An inside guide by astronomer Paul Murdin revealing everything you need to know about the planets, their satellites and our place in the solar system.
We have the impression that the solar system is perfectly regular like a clock, or a planetarium instrument. On a short timescale it is. But, seen in a longer perspective, the planets, and their satellites, have exciting lives, full of events - for example, did you know that Saturn's moon, Titan, boasts lakes which contain liquid methane surrounded by soaring hills and valleys, exactly as the earth did before life evolved on our fragile planet? Or that Mercury is the shyest planet? Or, that Mars' biggest volcano is 100 times the size of Earth's, or that its biggest canyon is 10 times the depth of the Grand Canyon, or that it wasn't always red, but blue?
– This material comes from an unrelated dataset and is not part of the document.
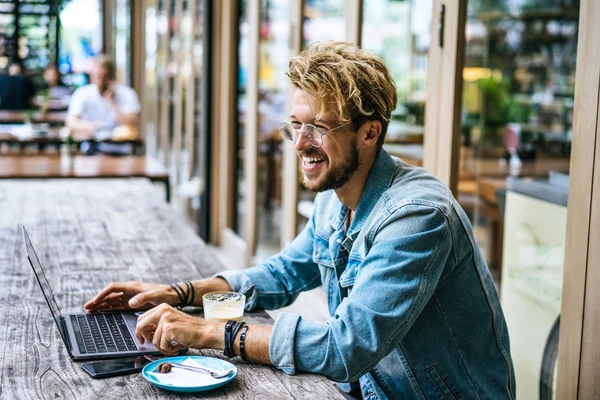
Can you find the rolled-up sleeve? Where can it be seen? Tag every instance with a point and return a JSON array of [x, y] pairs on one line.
[[396, 280], [279, 281]]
The culmination of a lifetime of astronomy and wonder, Paul Murdin's enchanting new book reveals everything you ever wanted to know about the planets, their satellites, and our place in the solar system.
About the Author
Paul Murdin has worked as an astronomer in the USA, Australia, England, Scotland and Spain. Since 1963, he has been a research scientist (studying supernovae, black holes and neutron stars), an observatory administrator and a science policy maker for the government and the Royal Astronomical Society in the UK. He has travelled to universities and science centres in capital cities, to mountain-top observatories and to remote launch-pads.
He works emeritus at the Institute of Astronomy in the University of Cambridge, England. He has had a secondary career as a broadcaster and commentator for the BBC and CNN, and is a talented lecturer and writer on astronomy. He is identified as the co-discoverer of the first stellar black hole found in our Galaxy, Cygnus X-1. He has been honoured by the Queen with an OBE for his work in international astronomy and for helping make astronomy accessible to everyone.